Following an upsurge in the number of reported incidents of sexual harassment and sexual assault in college, Somerville JCR has passed an emergency motion condemning “the actions which have led to this deterioration of respect in college”.
The motion, proposed by the JCR Executive Committee, was deemed necessary after the college’s Principal, Dr Alice Prochaska, sent an email to the JCR body last week, explaining, “We all share a pride in Somerville’s great traditions of fairness, diversity and tolerance.
“In recent months there has been a deterioration in this climate of respect. Many of you will not have noticed it and I believe it is confined to a small minority. But members of that minority have succeeded in making significant numbers of their fellow students feel threatened, intimidated, or simply uncomfortable.
“I have received reports of rude and sometimes threatening behaviour on a scale unprecedented in my time as Principal.
“It is profoundly worrying to find that members of the student body in Somerville have been making their fellow students feel intimidated and in some cases have been guilty of both verbal and physical assault.”
Incidents reported include jokes about rape being made in the college bar, numerous reports of groping at bops, homophobic comments being made in order to justify opposition to the JCR Equalities week budget, and pressure being put on students to assent to sexual activity.
The JCR motion resolved to mandate the equalities committee to donate £200 to Oxford Sexual Abuse & Rape Crisis Centre (OSARCC), to demonstrate Somerville’s intolerance of the behaviour reported in the college recently. The motion passed by an overwhelming majority, with 83 students voting in favour of the motion, none voting against, and with eight abstentions.
On behalf of the Somerville Rugby Club, undergraduate Tom Smith wrote an open letter on Wednesday, stating, “The Somerville Rugby Club wholeheartedly and fully condemns sexual assault, misogyny, and all other forms of harassment. It is hard to conceive of actions that are more horrific and their perpetrators should be punished to the full extent of the law.
“Moreover, we believe Somerville should be a supportive and inclusive environment where people feel safe and comfortable.”
The letter went on to mention how all members of the Somerville Rugby Club recently attended the ‘GoodLad Workshop’.

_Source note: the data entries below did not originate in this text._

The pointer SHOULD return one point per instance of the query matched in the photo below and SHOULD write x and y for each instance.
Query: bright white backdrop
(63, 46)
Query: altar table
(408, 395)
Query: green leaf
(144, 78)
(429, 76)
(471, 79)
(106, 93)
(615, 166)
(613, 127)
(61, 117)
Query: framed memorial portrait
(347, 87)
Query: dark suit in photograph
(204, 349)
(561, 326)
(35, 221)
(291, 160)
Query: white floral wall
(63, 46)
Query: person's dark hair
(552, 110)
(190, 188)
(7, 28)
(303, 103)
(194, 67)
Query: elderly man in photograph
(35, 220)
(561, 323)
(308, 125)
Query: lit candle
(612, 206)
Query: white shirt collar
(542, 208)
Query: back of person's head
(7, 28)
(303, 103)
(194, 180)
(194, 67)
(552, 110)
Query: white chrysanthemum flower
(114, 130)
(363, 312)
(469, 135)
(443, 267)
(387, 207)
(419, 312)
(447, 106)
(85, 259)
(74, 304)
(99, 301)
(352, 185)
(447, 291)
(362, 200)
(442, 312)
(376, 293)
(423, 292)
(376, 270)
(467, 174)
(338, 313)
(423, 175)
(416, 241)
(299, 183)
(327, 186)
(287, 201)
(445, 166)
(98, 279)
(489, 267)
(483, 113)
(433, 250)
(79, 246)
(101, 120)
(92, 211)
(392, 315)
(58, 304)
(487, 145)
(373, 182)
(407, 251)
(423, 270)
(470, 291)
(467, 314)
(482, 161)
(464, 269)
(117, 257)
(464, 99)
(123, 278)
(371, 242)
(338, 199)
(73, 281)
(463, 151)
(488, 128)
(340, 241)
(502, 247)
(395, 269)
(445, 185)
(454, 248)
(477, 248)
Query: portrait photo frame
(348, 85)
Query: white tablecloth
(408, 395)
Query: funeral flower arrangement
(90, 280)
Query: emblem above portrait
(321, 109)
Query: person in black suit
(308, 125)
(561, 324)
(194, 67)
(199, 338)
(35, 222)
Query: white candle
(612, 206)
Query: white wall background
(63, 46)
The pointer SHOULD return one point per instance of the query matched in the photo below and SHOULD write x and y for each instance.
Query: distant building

Shyamli Badgaiyan, the JCR President, commented, “Somerville has always been a very open, accepting community: one that values tolerance and respect in all aspects of student life. Aside from having a diverse, close-knit student community, we recently held a successful Equalities Week, boast a feminist discussion group, and regularly donate to causes that support equality and diversity both within and beyond our community.”
Badgaiyan continued, “Although very rare, these incidents of harassment and intimidation shocked many of us. I can confidently say that the vast majority of the student body deems them as absolutely unacceptable.
“Many of us have also been working closely with the college to ensure welfare provision and various workshops continue to be in place to make sure students feel both aware and protected – regardless of their age, gender, sexuality or background. Everyone must understand the harm of such disrespect, as well as feel comfortable in speaking up against it.
“While its extremely sad that these incidents have occurred here, I believe it is a symptom of a wider, societal problem that needs to be addressed immediately.”
Badgaiyan praised the College’s response to the recent behaviour reported in Somerville, saying, “I am proud to be part of a college that has been working tirelessly to take a firm step in this direction, confronting the matter with honesty as well as extreme sensitivity.
“This itself is the real Somerville culture – not our immunity from these rare instances, but our ability to stand up and face them with courage and solidarity.”
Dr Prochaska told Cherwell, “The cases we are dealing with are not numerous: just troubling enough to make us take action before the problem grows. Somerville is a lovely, welcoming, inclusive and tolerant place. Our students tell me that this college feels like home; it is a place where everyone can be themselves.
“The College is notable for its relaxed and mutually respectful climate; and we all feel proud of it. These instances of disrespectful behaviour are truly unusual.
“I am confident, now that the college community is aware, that this kind of conduct will die away. It is important for the students themselves to call out their peers on poor behaviour. Often, the people responsible may not realise the impact they are having on others; and once they do realise, I believe they will stop.”
Dr Prochaska further added, “We are acting now to try to help our students to stamp out this small growth in an undesirable culture: so that there is no lingering bad influence when our new first years arrive.
“At Somerville, we have always promoted an inclusive, tolerant and diverse ethic; and the vast majority of our students appreciate this and promote it too. Against this proud tradition, it is disappointing when any students, however small the number, start intimidating others.
“I am delighted that Somerville’s student body is speaking out about these issues. The College’s officers and the JCR are working together to address these worrying reports. Intimidating behaviour has no place at Somerville. Between us, we need to take decisive action.”
Elliot Howard-Spink, one of Somerville’s Welfare Reps, told Cherwell, “All members of the JCR have come together over the past week in agreement that any behaviours which may elicit intimidation of any kind within college are not welcome.
“It’s been good to see the JCR and College addressing reported issues surrounding harassment in a proactive manner, and we all hope that Somerville will continue to keep its reputation as a welcoming and safe college.”